A medida cautelar ocorre após a varejista anunciar o início de seu processo de recuperação judicial diante de severas dificuldades financeiras. A reestruturação da companhia já havia provocado o encerramento das atividades de 298 lojas e o desligamento sumário de aproximadamente 1,9 mil trabalhadores.
Falta de diálogo sindical fundamentou a decisão
Ao analisar o caso, a juíza Katarina Roberta Mousinho de Matos, titular da 11ª Vara do Trabalho do Distrito Federal, concluiu que o processo de demissão coletiva descumpriu preceitos legais e jurisprudenciais ao atropelar a obrigatoriedade de negociação com as entidades sindicais da categoria.
A magistrada ressaltou no despacho que a liminar não impede a reorganização da empresa no futuro, desde que haja diálogo social. Segundo ela, embora os sindicatos não detenham poder de veto, a legislação exige transparência e abertura para negociação real antes que dispensas dessa magnitude sejam efetivadas.

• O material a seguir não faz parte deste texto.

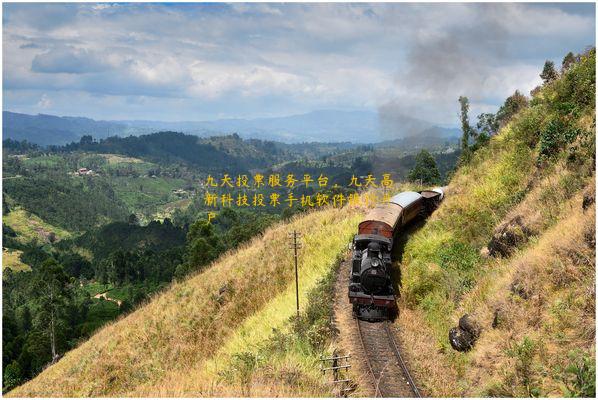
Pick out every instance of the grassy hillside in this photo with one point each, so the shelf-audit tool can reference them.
(28, 226)
(513, 247)
(194, 337)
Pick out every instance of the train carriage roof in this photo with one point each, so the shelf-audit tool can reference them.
(404, 199)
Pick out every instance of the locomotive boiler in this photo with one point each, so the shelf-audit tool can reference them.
(371, 289)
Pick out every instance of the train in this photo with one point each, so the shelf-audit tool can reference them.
(371, 290)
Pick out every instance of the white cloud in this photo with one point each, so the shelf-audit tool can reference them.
(271, 58)
(44, 102)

Prazos para reintegração e reativação de benefícios
Pela ordem judicial, as **Casas Bahia** dispõem de até cinco dias para restabelecer os contratos de trabalho originais e reincorporar os colaboradores demitidos à folha de pagamento. Adicionalmente, os convênios médicos e benefícios assistenciais dos afetados devem ser reativados no prazo máximo de 48 horas.
Qualquer novo corte no quadro de pessoal permanecerá condicionado à prévia intermediação das entidades sindicais. Em nota oficial, o grupo comunicou que já tomou ciência da ordem e está avaliando as medidas judiciais cabíveis, reiterando seu respeito às instâncias legais e o compromisso de prestar as informações necessárias no processo.